Между 1643 и 1648 годами она уплатила около 280 000 ливров и все же ей не удалось исполнить стой обещания, данные кардиналу, и доктора Сорбонны подали на нее в суд. В мае 1646 года она согласилась выплатить еще 250 000 ливров четырьмя частями в течение четырех лет, но в 1650 году она все еще оставалась должна половину этой суммы и была вынуждена прибегнуть к займу.
По мнению Вольтера, Ришелье был обожаем и вместе с тем ненавидим. Оба эти чувства можно отчетливо видеть на всем пространстве его исторической репутации. Ненависть к нему была выказана целым сонмом писателей вскоре после смерти кардинала. Он был излюбленной мишенью потока мемуаров, памфлетов, пасквилей и эпиграмм. О нем распространяли истории всякого рода. С самого начала его обвиняли в том, что он все, включая правосудие, принес в жертву своему ненасытному честолюбию.

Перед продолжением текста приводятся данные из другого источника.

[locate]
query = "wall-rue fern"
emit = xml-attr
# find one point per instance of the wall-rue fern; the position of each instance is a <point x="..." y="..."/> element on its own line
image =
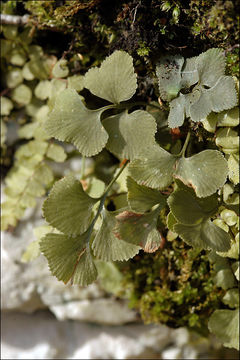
<point x="175" y="191"/>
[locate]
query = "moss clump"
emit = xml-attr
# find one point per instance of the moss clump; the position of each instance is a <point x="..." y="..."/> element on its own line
<point x="174" y="286"/>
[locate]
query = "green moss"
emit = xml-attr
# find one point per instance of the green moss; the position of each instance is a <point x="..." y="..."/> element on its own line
<point x="174" y="286"/>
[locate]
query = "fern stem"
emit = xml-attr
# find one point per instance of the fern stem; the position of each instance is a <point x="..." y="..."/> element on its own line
<point x="184" y="148"/>
<point x="102" y="201"/>
<point x="83" y="167"/>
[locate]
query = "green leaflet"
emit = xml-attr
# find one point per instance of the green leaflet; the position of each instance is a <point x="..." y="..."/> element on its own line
<point x="210" y="66"/>
<point x="14" y="78"/>
<point x="228" y="118"/>
<point x="205" y="172"/>
<point x="76" y="82"/>
<point x="195" y="210"/>
<point x="60" y="69"/>
<point x="139" y="229"/>
<point x="22" y="94"/>
<point x="106" y="246"/>
<point x="171" y="221"/>
<point x="68" y="208"/>
<point x="43" y="89"/>
<point x="213" y="91"/>
<point x="225" y="325"/>
<point x="69" y="258"/>
<point x="189" y="73"/>
<point x="109" y="276"/>
<point x="71" y="121"/>
<point x="168" y="72"/>
<point x="193" y="221"/>
<point x="142" y="198"/>
<point x="26" y="72"/>
<point x="17" y="56"/>
<point x="115" y="80"/>
<point x="40" y="65"/>
<point x="177" y="111"/>
<point x="224" y="278"/>
<point x="32" y="252"/>
<point x="231" y="298"/>
<point x="228" y="140"/>
<point x="221" y="96"/>
<point x="129" y="133"/>
<point x="56" y="152"/>
<point x="204" y="235"/>
<point x="157" y="168"/>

Кардинал де Рец считал, что он «в недрах самой законопослушной из монархий создал самую позорную и самую опасную тиранию, которая когда-либо порабощала государство». Ришелье, по словам де Реца, «больше вредил королевским подданным, чем управлял ими». Мишель Ле Вассор, в своей истории Людовика XIV (1712), писал: «Я могу лишь с ужасом взирать на прелата, пожертвовавшего свободой его отечества и миром целой Европы своему честолюбию».